SUBJECT: Ph.D. Dissertation Defense
BY: Scottie Walker
TIME: Friday, May 3, 2013, 9:00 a.m.
PLACE: Boggs, 3-47
TITLE: Spectrally-Matched Neutron Detectors Designed Using Computational Adjoint Sn for Plug-In Replacement of He-3
COMMITTEE: Dr. Glenn Sjoden, Chair (NRE)
Dr. Farzad Rahnema (NRE)
Dr. Chaitanya Deo (NRE)
Dr. James Petrosky (Air Force Institute of Technology)
Dr. Adam Stulberg (INTA)


Neutron radiation detectors are an integral part of the Department of Homeland Security (DHS) efforts to detect the illicit trafficking of radioactive or special nuclear materials into the U.S. In the past decade, the DHS has deployed a vast network of radiation detection systems at various key positions to prevent or to minimize the risk associated with the malevolent use of these materials. The greatest portion of this detection burden has been borne by systems equipped with He-3 because of its highly desirable physical and nuclear properties. However, a dramatic increase in demand and dwindling supply, combined with a lack of oversight for the existing He-3 stockpile has produced a critical shortage of this gas which has virtually eliminated its viability for detector applications. And, although a number of research efforts have been undertaken to develop suitable replacements, none of these efforts are attempting to closely match a He-3 detector response across different neutron energy spectra, which is critical for certain non-proliferation programs and special nuclear material (SNM) assessments. Therefore, the objective of the proposed research was to produce several spectrally matched and validated equivalent neutron detectors for the direct replacement of He-3 in these neutron detection applications.
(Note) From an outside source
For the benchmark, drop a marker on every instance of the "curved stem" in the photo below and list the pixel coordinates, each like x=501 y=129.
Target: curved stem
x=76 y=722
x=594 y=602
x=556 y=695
Prior to developing any actual designs, the fidelity of a computational approach was validated by executing radiation transport models for existing BF3 and He-3 tubes and then comparing the results of these models to laboratory measurements conducted with these exact detectors. Both tubes were 19.6 cm in height, with a 1-inch diameter, and operated at 1 atmosphere and 4 atmospheres pressure respectively. The models were processed using a combination of forward Monte Carlo and forward and adjoint 3-D Sn (discrete ordinates) transport methods. The computer codes MCNP5 and PENTRAN were used for all calculations with a nickel-filtered plutonium-beryllium (PuBe) source term that is equivalent to that of weapons-grade Pu. Once the computational methods were validated, several plug-in models were developed that matched the neutron spectral response and reaction rate of a 1-inch diameter He-3 tube with a length of 10 cm and operating at 4 atmospheres pressure. The equivalent designs consist of large singular tubes and dual tubes containing either BF3 gas, B-10 linings, and/or polyvinyl toluene (PVT).